We have long thought that a fairly significant dividing line between the pharmaceutical and device sectors of healthcare is that the so-called “person on the street” is much more likely to know the names of drugs and their manufacturers than devices and their manufacturers. And this is probably a disadvantage to the device people. Or is it?

The difference in perception was underlined in our story on Heart Rhythm 2005 on Friday (“Futurist: pessimism for drugs, good value seen in devices,” May 6, 2005), in which Ian Morrison, PhD, said: “the general public has no clue who the device companies are.” And he predicted that if people ever do become familiar with those products and their makers, the impression will favor devices over drugs.

Interestingly, people probably are becoming a tad more familiar with the device arena. Some anecdotal evidence:

Last year, my father-in-law had heart problems, needed a coronary stent and was anxious to get the “new kind” – meaning one of the drug-eluting sort. (Okay, maybe I had told him about the new DES products, but I don’t remember doing so.)

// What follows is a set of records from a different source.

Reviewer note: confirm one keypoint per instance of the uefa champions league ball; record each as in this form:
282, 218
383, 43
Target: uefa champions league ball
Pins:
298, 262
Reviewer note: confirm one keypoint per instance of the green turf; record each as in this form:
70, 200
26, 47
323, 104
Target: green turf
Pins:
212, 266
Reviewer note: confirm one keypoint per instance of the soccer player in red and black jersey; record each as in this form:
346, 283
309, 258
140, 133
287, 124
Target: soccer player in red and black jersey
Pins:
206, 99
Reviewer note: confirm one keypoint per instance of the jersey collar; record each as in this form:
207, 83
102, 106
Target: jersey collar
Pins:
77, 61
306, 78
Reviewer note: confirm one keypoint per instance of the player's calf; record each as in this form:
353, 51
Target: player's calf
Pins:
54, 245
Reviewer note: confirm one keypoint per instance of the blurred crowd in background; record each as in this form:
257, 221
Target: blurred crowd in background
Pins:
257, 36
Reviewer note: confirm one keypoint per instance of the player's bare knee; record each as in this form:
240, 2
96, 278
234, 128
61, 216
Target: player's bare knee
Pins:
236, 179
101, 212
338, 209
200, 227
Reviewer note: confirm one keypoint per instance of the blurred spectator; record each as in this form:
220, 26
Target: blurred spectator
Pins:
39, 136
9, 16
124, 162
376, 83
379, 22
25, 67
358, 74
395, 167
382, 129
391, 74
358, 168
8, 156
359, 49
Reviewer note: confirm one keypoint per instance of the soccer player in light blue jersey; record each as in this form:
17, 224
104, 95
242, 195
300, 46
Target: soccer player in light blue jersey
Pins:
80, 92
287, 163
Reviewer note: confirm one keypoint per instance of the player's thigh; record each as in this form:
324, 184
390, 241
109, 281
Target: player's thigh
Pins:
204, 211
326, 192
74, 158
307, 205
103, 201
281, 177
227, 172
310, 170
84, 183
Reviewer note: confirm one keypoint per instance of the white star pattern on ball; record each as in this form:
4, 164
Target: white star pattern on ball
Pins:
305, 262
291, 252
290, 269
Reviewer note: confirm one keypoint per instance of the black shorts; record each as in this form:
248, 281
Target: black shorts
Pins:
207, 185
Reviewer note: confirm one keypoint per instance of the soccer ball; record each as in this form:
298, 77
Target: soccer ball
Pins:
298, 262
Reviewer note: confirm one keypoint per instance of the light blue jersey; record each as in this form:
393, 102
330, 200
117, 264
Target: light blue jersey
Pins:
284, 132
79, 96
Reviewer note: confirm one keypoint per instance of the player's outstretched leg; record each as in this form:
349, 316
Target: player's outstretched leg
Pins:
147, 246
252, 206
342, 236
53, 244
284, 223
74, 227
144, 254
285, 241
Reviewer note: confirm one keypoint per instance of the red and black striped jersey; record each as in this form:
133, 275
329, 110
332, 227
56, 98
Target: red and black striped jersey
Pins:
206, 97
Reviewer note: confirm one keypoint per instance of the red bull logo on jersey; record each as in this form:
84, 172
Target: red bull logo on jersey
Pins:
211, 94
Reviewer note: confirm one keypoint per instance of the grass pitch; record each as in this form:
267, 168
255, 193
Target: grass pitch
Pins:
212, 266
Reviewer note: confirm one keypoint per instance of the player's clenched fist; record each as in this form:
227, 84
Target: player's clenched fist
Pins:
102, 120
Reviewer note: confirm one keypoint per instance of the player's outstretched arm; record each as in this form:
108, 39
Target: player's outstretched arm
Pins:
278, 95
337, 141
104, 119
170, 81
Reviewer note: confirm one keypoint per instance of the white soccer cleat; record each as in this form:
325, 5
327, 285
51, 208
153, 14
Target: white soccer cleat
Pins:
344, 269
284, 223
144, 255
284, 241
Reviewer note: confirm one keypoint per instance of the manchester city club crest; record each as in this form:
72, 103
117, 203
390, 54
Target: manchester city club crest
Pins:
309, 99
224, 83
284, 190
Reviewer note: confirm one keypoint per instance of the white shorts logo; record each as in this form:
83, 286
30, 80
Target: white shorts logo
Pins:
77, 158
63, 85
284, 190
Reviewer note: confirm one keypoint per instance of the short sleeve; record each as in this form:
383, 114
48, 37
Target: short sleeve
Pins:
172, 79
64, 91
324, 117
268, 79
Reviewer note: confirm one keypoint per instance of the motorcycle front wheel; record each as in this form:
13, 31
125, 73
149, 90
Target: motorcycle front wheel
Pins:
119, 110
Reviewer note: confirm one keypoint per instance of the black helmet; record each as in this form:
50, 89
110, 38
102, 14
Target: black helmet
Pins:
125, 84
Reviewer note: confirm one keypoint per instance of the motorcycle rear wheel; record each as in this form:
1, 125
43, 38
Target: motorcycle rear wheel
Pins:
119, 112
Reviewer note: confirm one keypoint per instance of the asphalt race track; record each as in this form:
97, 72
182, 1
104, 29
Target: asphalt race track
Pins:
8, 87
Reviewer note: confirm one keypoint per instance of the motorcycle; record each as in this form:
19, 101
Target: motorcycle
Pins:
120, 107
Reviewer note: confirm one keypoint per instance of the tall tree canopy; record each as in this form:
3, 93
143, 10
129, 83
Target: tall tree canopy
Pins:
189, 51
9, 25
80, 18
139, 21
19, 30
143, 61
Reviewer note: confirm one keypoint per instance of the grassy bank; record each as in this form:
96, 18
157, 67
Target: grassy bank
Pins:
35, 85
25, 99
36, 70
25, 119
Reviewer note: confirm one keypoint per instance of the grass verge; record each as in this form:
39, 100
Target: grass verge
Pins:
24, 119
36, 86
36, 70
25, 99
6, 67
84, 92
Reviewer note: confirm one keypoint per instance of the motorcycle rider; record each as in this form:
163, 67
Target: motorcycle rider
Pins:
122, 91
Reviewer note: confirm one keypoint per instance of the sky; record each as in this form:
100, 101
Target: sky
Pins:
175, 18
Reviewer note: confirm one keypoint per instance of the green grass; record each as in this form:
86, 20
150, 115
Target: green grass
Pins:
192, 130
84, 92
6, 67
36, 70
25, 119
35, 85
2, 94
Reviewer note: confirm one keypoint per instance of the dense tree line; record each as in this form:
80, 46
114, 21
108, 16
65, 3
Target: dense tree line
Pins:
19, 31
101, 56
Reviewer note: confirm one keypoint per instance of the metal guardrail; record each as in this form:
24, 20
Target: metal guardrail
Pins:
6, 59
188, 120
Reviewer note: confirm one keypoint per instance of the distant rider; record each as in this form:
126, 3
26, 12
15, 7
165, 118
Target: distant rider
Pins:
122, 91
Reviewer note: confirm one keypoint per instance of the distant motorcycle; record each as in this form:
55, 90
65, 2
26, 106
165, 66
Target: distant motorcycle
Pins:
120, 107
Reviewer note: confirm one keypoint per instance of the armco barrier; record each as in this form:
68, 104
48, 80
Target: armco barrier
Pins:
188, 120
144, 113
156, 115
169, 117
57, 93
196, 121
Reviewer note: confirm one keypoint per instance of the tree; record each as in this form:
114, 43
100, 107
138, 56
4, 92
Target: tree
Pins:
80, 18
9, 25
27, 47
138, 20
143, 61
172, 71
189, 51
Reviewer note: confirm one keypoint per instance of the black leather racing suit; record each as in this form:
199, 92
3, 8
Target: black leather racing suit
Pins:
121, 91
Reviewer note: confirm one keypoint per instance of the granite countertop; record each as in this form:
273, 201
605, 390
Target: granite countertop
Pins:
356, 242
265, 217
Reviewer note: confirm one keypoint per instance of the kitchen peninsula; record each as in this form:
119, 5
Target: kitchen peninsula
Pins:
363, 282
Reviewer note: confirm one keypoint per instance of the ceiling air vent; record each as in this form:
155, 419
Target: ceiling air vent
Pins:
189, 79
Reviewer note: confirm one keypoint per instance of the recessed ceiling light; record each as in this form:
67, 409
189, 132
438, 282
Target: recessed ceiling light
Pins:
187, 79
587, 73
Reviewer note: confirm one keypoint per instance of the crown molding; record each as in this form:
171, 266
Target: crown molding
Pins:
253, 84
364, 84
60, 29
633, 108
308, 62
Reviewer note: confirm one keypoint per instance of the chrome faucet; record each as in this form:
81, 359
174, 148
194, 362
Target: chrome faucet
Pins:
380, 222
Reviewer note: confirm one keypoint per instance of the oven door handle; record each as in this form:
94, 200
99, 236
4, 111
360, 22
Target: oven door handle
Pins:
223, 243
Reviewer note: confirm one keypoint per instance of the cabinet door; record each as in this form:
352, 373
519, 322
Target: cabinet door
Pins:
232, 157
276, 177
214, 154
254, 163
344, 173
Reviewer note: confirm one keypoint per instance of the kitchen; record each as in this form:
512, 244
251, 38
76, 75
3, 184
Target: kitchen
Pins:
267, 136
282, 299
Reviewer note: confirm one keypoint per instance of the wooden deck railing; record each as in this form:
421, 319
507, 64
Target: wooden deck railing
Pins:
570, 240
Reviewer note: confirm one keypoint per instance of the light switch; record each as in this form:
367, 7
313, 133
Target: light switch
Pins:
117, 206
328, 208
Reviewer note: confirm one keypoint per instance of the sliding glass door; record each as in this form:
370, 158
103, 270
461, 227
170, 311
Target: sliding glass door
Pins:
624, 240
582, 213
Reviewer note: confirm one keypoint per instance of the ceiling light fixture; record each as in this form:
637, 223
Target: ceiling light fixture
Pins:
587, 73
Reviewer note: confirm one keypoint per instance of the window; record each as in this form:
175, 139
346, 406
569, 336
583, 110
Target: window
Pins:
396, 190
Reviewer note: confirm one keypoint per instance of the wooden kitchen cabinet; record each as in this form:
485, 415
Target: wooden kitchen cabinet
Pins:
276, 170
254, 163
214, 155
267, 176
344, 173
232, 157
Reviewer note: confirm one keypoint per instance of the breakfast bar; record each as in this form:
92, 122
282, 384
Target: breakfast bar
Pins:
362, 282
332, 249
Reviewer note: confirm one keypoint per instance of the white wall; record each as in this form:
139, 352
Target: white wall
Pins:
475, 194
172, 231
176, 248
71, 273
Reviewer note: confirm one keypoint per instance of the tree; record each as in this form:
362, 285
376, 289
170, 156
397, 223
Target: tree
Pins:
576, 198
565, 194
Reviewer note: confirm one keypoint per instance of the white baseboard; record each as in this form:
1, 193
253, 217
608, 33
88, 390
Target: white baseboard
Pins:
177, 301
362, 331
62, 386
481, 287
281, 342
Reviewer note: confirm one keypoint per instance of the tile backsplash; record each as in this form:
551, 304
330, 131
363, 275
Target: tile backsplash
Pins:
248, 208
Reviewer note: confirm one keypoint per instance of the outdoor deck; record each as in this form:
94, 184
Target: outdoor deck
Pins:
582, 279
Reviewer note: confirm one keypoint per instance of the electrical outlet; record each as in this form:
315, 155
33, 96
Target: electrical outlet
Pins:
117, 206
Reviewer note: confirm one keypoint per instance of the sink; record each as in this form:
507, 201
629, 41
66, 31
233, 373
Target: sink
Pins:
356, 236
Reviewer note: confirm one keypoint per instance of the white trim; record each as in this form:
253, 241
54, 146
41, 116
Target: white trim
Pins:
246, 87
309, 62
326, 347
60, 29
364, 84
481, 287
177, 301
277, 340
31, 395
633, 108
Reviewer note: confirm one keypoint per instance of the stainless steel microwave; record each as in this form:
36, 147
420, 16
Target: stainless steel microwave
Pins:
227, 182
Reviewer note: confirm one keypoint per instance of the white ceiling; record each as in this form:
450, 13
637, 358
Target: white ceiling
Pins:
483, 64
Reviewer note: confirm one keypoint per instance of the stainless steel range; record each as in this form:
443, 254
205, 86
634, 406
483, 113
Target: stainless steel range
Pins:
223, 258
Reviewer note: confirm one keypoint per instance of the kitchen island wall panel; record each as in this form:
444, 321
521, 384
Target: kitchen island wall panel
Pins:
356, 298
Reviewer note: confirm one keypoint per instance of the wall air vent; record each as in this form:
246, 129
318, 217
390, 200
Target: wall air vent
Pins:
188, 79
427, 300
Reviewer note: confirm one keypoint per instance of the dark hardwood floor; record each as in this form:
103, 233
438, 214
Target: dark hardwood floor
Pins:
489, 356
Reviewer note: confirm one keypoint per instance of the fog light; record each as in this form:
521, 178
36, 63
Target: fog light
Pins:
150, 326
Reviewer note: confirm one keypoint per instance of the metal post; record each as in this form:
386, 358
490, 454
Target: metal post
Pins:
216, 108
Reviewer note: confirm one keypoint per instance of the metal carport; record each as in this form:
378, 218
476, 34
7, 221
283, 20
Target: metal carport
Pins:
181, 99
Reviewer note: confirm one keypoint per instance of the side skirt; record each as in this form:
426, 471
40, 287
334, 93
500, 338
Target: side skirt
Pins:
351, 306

And one of my neighbors, who had mentioned that she has a pacemaker made by Medtronic, recently had to take her father to the hospital to have the battery of his pacemaker checked. She thought the device was made by Guidant, but it too was a Medtronic product, she discovered. (Okay, some confusion, but she knew the manufacturers’ names.)

The device sector is creeping into other areas of general consciousness as well, often in unexpected ways.

The New York Times – which we concede tends to be leading-edge about many topics – recently ran stories on some interesting new med-tech . . . and art.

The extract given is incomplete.